Cardiac MRI > Pathology > Cardiac Masses > Primary Benign Cardiac Tumors
Primary Benign Cardiac Tumors
Myxomas are the most common primary cardiac tumor. They tend to occur in middle aged patients and are more common in women then men. Patients may have peripheral embolization of the tumor, obstruction of an atrial-ventricular valve, or symptoms of a systemic disease (fever, malaise, etc). They are typically pedunculated masses located in the left atrium. T1-weighted spin echo images show a mass with intermediate signal intensity similar to myocardium. However, this signal may be variable due to calcifications that are hypointense or hemorrhage that is hyperintense to myocardium. On gradient echo images, myxomas usually have a signal lower than the surrounding blood. Myxomas typically enhance heterogeneously.
Lipomas are the second most common primary cardiac tumor, and like fat elsewhere in the body, have a high intensity on T1-weighted images that darkens on fat suppressed sequences. Other benign primary heart tumors include fibroma, rhabdomyoma, and hemangioma.
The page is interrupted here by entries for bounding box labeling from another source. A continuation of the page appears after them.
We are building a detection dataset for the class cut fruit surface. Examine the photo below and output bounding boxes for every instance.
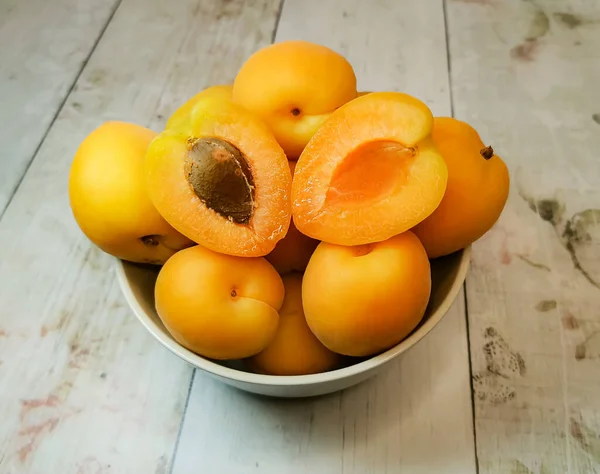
[145,97,292,257]
[292,92,448,245]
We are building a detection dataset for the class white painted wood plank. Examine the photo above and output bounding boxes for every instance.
[448,0,600,474]
[0,0,278,474]
[0,0,118,215]
[173,0,475,474]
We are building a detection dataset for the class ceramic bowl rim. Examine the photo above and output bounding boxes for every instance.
[116,245,471,387]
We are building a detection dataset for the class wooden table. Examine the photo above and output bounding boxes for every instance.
[0,0,600,474]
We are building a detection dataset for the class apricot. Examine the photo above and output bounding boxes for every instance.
[69,121,192,265]
[154,245,285,360]
[232,41,357,159]
[165,84,233,128]
[248,273,341,375]
[292,92,448,246]
[413,117,510,258]
[145,97,292,257]
[265,161,319,275]
[302,231,431,357]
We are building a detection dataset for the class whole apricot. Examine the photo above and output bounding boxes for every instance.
[413,117,510,258]
[154,245,285,360]
[248,273,341,375]
[69,121,193,265]
[265,161,319,275]
[232,41,357,159]
[165,84,233,128]
[302,231,431,356]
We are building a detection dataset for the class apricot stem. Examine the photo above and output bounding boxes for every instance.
[184,137,254,224]
[140,235,160,247]
[479,146,494,160]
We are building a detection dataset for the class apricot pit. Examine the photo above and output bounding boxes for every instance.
[145,95,292,257]
[185,138,254,224]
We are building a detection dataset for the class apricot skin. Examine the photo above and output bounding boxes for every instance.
[69,121,193,265]
[302,231,431,356]
[232,41,357,159]
[165,84,233,128]
[155,245,285,360]
[413,117,510,258]
[248,273,341,375]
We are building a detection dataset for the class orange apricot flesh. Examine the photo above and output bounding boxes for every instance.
[302,231,431,357]
[145,97,292,257]
[292,92,448,245]
[265,161,319,275]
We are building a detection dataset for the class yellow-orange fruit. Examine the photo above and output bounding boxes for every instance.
[248,273,341,375]
[165,84,233,128]
[292,92,448,245]
[155,245,285,360]
[145,97,292,257]
[69,121,192,265]
[302,231,431,356]
[265,161,319,275]
[232,40,357,159]
[413,117,510,258]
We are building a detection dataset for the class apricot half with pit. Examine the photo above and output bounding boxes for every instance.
[292,92,448,245]
[155,245,285,360]
[232,40,357,159]
[145,97,292,257]
[413,117,510,258]
[302,231,431,356]
[69,121,193,265]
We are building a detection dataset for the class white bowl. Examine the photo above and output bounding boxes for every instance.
[117,247,471,397]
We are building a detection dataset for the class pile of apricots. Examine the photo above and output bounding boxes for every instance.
[69,41,510,375]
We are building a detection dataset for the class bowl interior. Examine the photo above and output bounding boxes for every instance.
[117,247,471,385]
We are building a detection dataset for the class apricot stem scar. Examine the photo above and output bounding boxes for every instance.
[140,235,160,247]
[479,146,494,160]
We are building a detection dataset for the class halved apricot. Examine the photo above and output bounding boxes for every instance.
[265,161,319,275]
[413,117,510,258]
[165,84,233,128]
[292,92,448,245]
[145,97,292,257]
[232,40,356,159]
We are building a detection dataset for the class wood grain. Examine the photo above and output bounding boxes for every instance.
[0,0,278,474]
[173,0,475,474]
[0,0,119,215]
[447,0,600,474]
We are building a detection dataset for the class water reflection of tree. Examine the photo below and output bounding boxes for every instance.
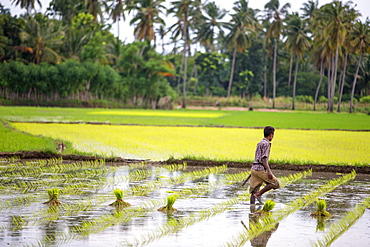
[249,205,279,247]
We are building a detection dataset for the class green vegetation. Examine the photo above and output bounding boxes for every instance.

This gradient echo image demonstrates a myxoma in the right atrium (arrowhead). The myxoma has very low signal intensity due to the thrombus and chronic blood products.
This gradient echo cine from a different patient again shows a left atrial myxoma. During the course of the cardiac cycle the tumor moves into the mitral valve, which can cause obstruction. This myxoma is attached to the atrial septum.